Anna Politkovskaya was special. The crusading correspondent for the liberal Moscow-based biweekly Novaya Gazeta was admired by the liberal community and hated by corrupt military and political officials, although she had enjoyed grudging respect even among some hardliners on both sides of the Chechnya war. She had testified to the U.S. Congress and the European Union Human Rights Commission on atrocities committed in the North Caucasus.

The respect she had established in her work as a fiercely independent chronicler of the brutal conflict in the North Caucasus was evident during the 2002 hostage debacle when Chechen terrorists seized a Moscow theater and hundreds of people inside. Politkovskaya had been one of the very few people allowed by the Chechen group to enter the theater to negotiate on behalf of the hostages. During the Beslan School hostage crisis in 2004, Politkovskaya was badly poisoned (by state agents, she alleged), just as she was on the verge of brokering talks between senior Russian officials and Chechen separatist leaders to save the children. She barely survived that experience, but the death threats kept coming. Her enemies finally succeeded in silencing her with four bullets fired at point-blank range.

The assassination of a woman referred to by Council of Europe Human Rights Commissioner Thomas Hammarberg as "one of the most important human rights defenders in Russia today" would have been taken as a chilling development whenever it had occurred. The fact that it coincided with Kremlin efforts to drum up hostility toward neighboring Georgia following the arrest of four Russian military officers on spying charges make it even more so.

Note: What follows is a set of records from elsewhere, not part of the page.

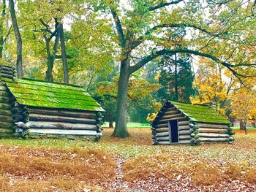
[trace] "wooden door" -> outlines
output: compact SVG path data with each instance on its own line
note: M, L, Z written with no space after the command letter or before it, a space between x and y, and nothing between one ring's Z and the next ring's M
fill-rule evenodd
M168 122L170 142L178 142L178 120L172 120Z

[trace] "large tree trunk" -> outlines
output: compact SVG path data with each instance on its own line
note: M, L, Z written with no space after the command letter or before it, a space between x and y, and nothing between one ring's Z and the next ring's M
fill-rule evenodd
M0 20L0 58L3 58L3 50L4 50L4 22L5 18L6 11L6 1L1 1L1 20Z
M117 96L117 111L114 132L112 137L125 138L129 137L127 128L127 93L129 78L129 59L121 62L118 91Z
M177 55L176 53L174 55L175 56L175 100L176 101L178 101L178 64L177 64Z
M15 10L14 9L13 0L9 0L9 9L12 17L12 23L13 26L14 33L17 41L17 76L18 78L22 78L23 77L23 72L22 67L22 39L20 34L19 27L17 23L17 18L15 15Z
M240 130L245 130L245 123L242 120L240 120Z
M47 51L47 71L45 73L45 80L49 82L53 81L53 69L55 61L55 57L57 53L58 44L59 40L59 36L58 33L55 36L55 42L53 45L53 53L50 53L50 39L45 38L46 42L46 51Z
M113 126L113 119L111 118L111 119L110 119L109 120L109 128L113 128L113 127L114 127Z
M66 52L65 38L64 38L64 30L63 30L63 24L61 23L59 23L59 38L61 41L61 60L63 64L64 82L69 83L69 68L67 66L67 52Z

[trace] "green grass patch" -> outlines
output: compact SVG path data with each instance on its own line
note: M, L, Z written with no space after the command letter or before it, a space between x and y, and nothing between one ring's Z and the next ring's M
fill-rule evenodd
M109 123L104 122L102 127L108 127ZM113 126L115 126L115 123L113 123ZM134 123L129 122L127 123L127 128L151 128L151 125L149 123Z
M232 127L232 128L234 129L234 130L239 130L240 127L239 126L233 126L233 127ZM248 126L248 127L246 127L246 128L248 130L256 130L256 127Z

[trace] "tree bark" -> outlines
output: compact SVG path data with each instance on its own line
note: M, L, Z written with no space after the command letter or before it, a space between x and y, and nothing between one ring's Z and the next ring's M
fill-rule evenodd
M61 42L61 60L63 64L63 76L64 76L64 82L69 83L69 68L67 66L67 52L66 52L66 45L65 45L65 38L64 35L63 24L59 23L59 38Z
M240 120L240 130L245 130L245 123L241 120Z
M109 120L109 128L113 128L113 127L114 127L113 126L113 119L110 119Z
M3 49L4 49L4 21L6 14L6 1L1 1L1 20L0 20L0 58L3 58Z
M112 137L125 138L129 137L127 122L127 93L129 78L129 59L121 61L120 77L117 96L117 111L114 132Z
M53 53L50 53L50 39L45 37L45 39L46 42L46 51L47 51L47 71L45 73L45 80L49 82L53 82L53 64L55 61L55 56L57 53L59 36L58 33L56 34Z
M19 27L17 23L17 18L15 15L15 10L14 9L13 0L9 0L9 9L10 13L12 18L12 23L13 26L14 33L17 41L17 76L18 78L22 78L23 77L23 67L22 67L22 39L20 34Z
M178 64L177 64L177 55L176 53L174 54L175 57L175 100L178 101Z

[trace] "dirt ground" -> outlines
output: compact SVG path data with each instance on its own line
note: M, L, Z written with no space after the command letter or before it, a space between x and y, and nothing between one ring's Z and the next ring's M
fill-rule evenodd
M256 191L256 131L235 143L152 146L149 128L99 142L0 140L0 191Z

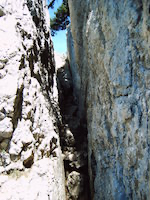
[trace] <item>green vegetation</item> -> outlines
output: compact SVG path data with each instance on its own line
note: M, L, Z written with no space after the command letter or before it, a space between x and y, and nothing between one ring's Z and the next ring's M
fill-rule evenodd
M55 0L51 0L49 8L54 8ZM56 31L65 30L66 26L70 23L68 0L63 0L61 6L54 13L55 17L51 19L51 34L54 36Z

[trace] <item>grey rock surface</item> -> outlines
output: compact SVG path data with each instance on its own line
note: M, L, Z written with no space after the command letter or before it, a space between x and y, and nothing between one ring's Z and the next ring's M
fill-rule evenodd
M80 117L87 118L91 199L148 200L149 1L69 0L69 7L69 58L80 77L74 82Z
M66 199L49 21L45 0L0 1L0 200Z

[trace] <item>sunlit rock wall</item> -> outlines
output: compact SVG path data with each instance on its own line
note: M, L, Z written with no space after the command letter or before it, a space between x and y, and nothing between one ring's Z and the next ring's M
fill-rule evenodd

President Vladimir Putin's tenure has seen a systematic rolling back of many of the freedoms attained by Russians after the collapse of the Soviet Union. Russians have watched their legislature and judiciary become increasingly subordinate to the Kremlin, which also claimed the power to run the regions by directly appointing governors. The corporate sector, too, has been brought to heel, intimidated by the Kremlin's power to use tax laws and other means to keep them in line.

Until now, murders and persecution of dark-skinned foreigners and Russian citizens of "wrong" ethnic origins had been the prerogative of the country's right-wing neo-Nazi groups. But as the state embarks on a vicious xenophobic campaign against Georgians, the Movement Against Illegal Immigration (NDPI), a key nationalist body known among the initiated as the Movement Against Non-Slav Immigration, eagerly called upon its followers to support the state in exposing "the enemy" wherever they can be found — at marketplaces, in offices, at homes. While the state still pays lip service to weeding out violators of law and order, the NDPI and other neo-Nazis know only too well that ethnic cleansing will be greeted with a nod and a wink.

Those who ordered Politkovskaya's execution calculated well. The U.S. and Europe are shocked and indignant, but the furor will quiet down in a month or so, as it always does. And then Politkovskaya won't be around to testify against the Kremlin in the Western human rights forums. The killing was a clear message to Russian journalists and human rights activists: Those of you who choose to ignore it will be next.